Water availability and water use are areas where we are continuously increasing our knowledge in order to manage long-term risks and opportunities. Swedish farmers have been working to minimise the risks of leaching and pollution for some time. We are also working closely with other stakeholders to find solutions to common challenges in food production.
Most rainfall in the cultivation stage
Knowledge of how different raw materials and their origins affect water resources is a prerequisite to moving development in the right direction. With this in mind, we have calculated the water footprint for three different types of products that represent a large part of our production – Idealmakaroner (macaroni), grain ethanol and wheat flour. A massive 99 percent of the water footprint for the analysed products comes in the cultivation stage. However, grain is grown in Sweden with regular rainfall, which means there is a minimal direct impact on water availability.
Production of 1 kg of wheat in Sweden requires a total of about 1,000-1,500 litres of water, with the absolute majority in the cultivation stage. The water footprint from the cultivation of wheat varies from country to country depending on climate, cultivation method and irrigation. The global average is about 2,000 litres, with irrigation (blue water) constituting a large proportion of this. Swedish grain farming has a much smaller water footprint and normally takes place with normal rainfall (green water). Other comparisons are 290 litres for 1 kg of potatoes, 2,500 litres for 1 kg of rice and 15,500 litres for 1 kg of beef. See references at the bottom*
Water use in our own activities
2019 a total of 2 million m3 water, mostly from municipal water supply, was used in Lantmännens production facilities.

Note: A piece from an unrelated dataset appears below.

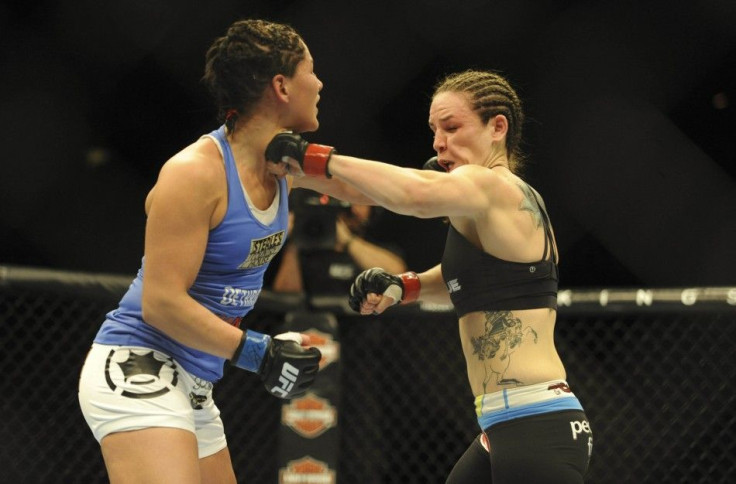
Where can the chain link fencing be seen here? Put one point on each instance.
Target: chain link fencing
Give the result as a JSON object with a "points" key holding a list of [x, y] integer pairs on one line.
{"points": [[657, 383]]}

Since 2011, we conduct an annual risk analysis of water availability in the catchment areas where Lantmännen has production facilities or workshops. The vast majority of our facilities are located in areas with a low risk of water shortage. Measures for efficient use of water are regularly conducted at our facilities as part of the resource management process. The facilities that have water-impacting emissions follow the control programmes required under the permit.
Total water withdrawal by source
Impact on water quality – mainly eutrophication in the cultivation stage
Losses of nutrients from agricultural land affect water sources in the catchment area. Lantmännen has been working for some time to reduce eutrophication by developing and offering products and services for optimised cultivation. Two examples are plant advisory services and N-sensor for optimised nitrogen fertilization. We also participate in several collaborations for optimised cultivation, including Cultivation in balance and Focus on nutrients.
*Sources: Beef: Hoekstra, A.Y., Chapagain, A.K., 2007. Water footprints of nations: water use by people as a function of their consumption pattern. Water Resource Management 21, 35e48. Potatoes: Mekonnen, M.M. and Hoekstra, A.Y. (2011) The green, blue and grey water footprint of crops and derived crop products, Hydrology and Earth System Sciences, 15(5): 1577-1600. Rice: Chapagain, A.K. and Hoekstra, A.Y. (2011) The blue, green and grey water footprint of rice from production and consumption perspectives, Ecological Economics, 70(4): 749-758.